In addition to these in-depth accounts, there is also Faces: a larger archive of street portraits; single shots of great sensitivity that project multitudes from the subject. We talked to Brenton Geiser, and asked him about Tender Souls.
How does the collaboration between yourself and Felix work?
First and foremost, Felix and I are great friends. He has not only been one of – if not the – most important person in helping develop my photography, but a person I trust, respect and have an incredible amount of love for.
So our work together is built off a solid foundation of trust. Felix and I are both responsible for finding our own subjects and cultivating those relationships. We constantly chat about the new friends we have made in the neighborhood, and discuss the possibilities of working on their stories. When it comes to documenting stories, we work separately.
For example, I photographed, interviewed, and wrote the stories of Eva and Paul, he did the same for Dax. I have put more of a focus on the stories themselves, as Felix has been capturing amazing portraits around the Tenderloin; although we each contribute to both the stories and faces sections of the site.
I manage the site and write most of the copy, while Felix is a wizard in crafting compelling audio.
With so many potential subjects, how do you choose?
Deciding on who to photograph and document is always a challenge. Of course, working with a subject is a two-way street; people need to be brought into the vision; they need to trust us; they need to be courageous enough to tell us their unadulterated story.
With that being said, I think that most people will be surprised about how many people in the Tenderloin are ‘open books.’ Many times, the suffering and pain our subjects have endured is so immense. For some, telling their story is cathartic; for others. the acknowledgement is what moves them. Most just want to be part of something they believe may be special.

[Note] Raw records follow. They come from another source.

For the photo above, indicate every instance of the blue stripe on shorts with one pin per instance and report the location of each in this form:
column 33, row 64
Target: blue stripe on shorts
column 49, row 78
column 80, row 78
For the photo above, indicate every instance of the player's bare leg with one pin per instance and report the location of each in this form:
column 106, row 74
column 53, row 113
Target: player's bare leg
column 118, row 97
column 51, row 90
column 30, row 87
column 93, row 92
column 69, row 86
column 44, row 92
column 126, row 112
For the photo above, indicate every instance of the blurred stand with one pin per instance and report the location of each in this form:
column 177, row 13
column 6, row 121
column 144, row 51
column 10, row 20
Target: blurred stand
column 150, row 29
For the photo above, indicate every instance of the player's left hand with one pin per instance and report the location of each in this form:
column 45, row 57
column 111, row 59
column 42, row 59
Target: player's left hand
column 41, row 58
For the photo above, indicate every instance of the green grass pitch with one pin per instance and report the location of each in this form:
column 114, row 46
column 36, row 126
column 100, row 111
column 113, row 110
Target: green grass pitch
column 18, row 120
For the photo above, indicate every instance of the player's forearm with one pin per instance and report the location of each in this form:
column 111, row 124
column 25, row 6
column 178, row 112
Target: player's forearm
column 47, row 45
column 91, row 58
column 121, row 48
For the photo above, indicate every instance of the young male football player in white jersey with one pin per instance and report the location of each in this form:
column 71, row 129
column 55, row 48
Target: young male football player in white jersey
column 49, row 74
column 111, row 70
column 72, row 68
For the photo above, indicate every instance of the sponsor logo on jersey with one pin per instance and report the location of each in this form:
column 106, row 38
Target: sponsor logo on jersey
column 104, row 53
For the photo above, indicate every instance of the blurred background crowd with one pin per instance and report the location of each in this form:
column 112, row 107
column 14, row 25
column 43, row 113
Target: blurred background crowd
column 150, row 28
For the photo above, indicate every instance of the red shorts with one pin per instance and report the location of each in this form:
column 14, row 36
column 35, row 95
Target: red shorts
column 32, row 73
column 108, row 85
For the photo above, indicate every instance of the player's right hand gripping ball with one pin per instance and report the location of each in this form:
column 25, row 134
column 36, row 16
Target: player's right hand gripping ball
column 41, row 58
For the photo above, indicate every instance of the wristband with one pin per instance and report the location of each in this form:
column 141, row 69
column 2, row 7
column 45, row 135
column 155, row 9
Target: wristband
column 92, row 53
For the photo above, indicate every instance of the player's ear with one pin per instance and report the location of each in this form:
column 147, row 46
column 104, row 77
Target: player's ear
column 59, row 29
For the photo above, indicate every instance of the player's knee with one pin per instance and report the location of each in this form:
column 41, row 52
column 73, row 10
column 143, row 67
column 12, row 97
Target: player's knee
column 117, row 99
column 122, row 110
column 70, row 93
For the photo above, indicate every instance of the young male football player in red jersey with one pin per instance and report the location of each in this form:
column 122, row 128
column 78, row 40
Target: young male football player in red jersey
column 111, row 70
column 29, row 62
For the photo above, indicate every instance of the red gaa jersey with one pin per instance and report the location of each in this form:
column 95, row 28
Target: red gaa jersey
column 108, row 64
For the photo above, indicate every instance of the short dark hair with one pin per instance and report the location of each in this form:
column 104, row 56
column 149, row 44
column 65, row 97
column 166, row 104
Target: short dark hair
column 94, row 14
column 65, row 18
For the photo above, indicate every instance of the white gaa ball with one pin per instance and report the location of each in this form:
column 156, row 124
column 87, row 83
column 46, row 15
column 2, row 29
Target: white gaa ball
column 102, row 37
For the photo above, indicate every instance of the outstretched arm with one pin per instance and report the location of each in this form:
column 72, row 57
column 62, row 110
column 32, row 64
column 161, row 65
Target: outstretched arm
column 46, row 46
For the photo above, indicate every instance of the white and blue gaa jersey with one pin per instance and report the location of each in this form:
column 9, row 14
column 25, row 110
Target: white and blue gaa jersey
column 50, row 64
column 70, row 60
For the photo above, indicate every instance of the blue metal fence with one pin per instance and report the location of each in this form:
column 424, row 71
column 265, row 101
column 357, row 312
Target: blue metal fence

Most of the people we end up working with are people we either meet organically, on the streets while walking around with our cameras; or have been introduced to us by a community member or an organization we have ties to. Both Felix and I really try to be conscious of the rich diversity of the TL, which means we are not aiming just to photograph our un-housed neighbors, or people with substance abuse problems, but also the community leaders, the youth, small business owners. The tapestry of this neighborhood is intricate and nuanced.
How long do you envisage this project lasting?
There is no end date for this project. Felix and I are Bay Area natives, and intend on being part of our regional community for as long as economically possible.
We also have a commitment to the TL community beyond Tender Souls. From the very real friendships we have cultivated with people on the streets, residents, and neighborhood workers, to the neighborhood organizations we now work with, we have plans to be here for quite a while.
How do you see the city evolving, based on what you see at ground level?
I believe the city of San Francisco is creeping up on a pivotal inflection point. At this inflection point, the social fabric of our city is either going to tear and become a microcosm of the social tension we see brewing around the globe; or we can practice compassionate, authentic, human connection across classes; allowing for not only a strong community, but more sound local policy, housing regulations, and business practices moving forward.
We believe photography is an accessible, collaborative art form, which when done right, can facilitate a better understanding of others and ourselves. We hope that Tender Souls provides a spark for a deeper inquiry into social issues that prevail in our back yard, but often go unrecognized.